IMPORTANT: IPVS modules must be loaded in order for the load balancer feature to work. This is achieved by creating the following file:
cat <<- EOF > /etc/modules-load.d/ipvs.conf
ip_vs
ip_vs_rr
ip_vs_wrr
ip_vs_sh
nf_conntrack
EOF
Configurations stored under /etc/modules-load.d
will be automatically picked up and loaded on boot.

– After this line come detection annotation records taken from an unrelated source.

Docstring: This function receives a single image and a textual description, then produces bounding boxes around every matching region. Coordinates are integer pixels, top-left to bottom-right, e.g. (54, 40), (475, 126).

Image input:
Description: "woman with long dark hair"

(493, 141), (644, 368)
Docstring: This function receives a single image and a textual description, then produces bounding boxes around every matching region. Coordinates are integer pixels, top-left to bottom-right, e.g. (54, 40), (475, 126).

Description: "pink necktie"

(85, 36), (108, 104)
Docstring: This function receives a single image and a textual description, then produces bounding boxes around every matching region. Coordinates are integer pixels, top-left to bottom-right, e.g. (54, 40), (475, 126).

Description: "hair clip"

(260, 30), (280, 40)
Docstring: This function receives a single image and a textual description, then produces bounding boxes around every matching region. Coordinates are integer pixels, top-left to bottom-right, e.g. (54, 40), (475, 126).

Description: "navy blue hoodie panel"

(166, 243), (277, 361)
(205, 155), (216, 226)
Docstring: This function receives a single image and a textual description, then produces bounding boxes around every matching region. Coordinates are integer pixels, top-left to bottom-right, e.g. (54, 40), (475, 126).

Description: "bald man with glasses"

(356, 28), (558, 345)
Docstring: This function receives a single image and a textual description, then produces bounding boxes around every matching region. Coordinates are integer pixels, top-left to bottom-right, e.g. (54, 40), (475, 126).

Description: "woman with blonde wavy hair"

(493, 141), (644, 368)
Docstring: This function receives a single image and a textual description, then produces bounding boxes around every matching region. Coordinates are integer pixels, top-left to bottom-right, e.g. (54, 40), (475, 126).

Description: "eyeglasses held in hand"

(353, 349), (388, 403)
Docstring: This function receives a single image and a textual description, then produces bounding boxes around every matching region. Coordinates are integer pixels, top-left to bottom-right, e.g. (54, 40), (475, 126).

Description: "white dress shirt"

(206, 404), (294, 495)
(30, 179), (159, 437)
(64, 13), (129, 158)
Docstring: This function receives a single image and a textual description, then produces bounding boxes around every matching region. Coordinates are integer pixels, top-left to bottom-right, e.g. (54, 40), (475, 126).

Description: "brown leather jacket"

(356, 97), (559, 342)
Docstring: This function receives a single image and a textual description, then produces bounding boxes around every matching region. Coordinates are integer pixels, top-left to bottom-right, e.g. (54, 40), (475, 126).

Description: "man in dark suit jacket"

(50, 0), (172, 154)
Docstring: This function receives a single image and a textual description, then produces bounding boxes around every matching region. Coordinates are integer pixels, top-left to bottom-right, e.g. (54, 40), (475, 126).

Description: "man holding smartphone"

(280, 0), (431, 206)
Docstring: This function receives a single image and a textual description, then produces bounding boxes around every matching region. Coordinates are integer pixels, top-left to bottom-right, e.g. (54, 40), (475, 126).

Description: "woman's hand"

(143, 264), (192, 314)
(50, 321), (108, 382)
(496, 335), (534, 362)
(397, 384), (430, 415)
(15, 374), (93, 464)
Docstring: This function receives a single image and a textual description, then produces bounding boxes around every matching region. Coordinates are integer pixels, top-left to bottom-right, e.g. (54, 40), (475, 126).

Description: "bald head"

Loading them for the first time, however, can be achieved without rebooting by executing:
for i in $(cat /etc/modules-load.d/ipvs.conf); do modprobe ${i}; done
The Kubernetes resources can be created by leveraging K3s auto-deploy feature
(aka. any manifest stored in a particular folder of the host /var/lib/rancher/k3s/server/manifests
will be automatically deployed at the K3s service startup or when the file changes via something similar to kubectl apply -f
).
NOTE: In this case, the --services
flag for kube-vip won't be used.
export VIP=192.168.205.10
cat <<- EOF > /var/lib/rancher/k3s/server/manifests/kube-vip.yaml
apiVersion: v1
kind: ServiceAccount
metadata:
name: kube-vip
namespace: kube-system
---
apiVersion: rbac.authorization.k8s.io/v1
kind: ClusterRole
metadata:
annotations:
rbac.authorization.kubernetes.io/autoupdate: "true"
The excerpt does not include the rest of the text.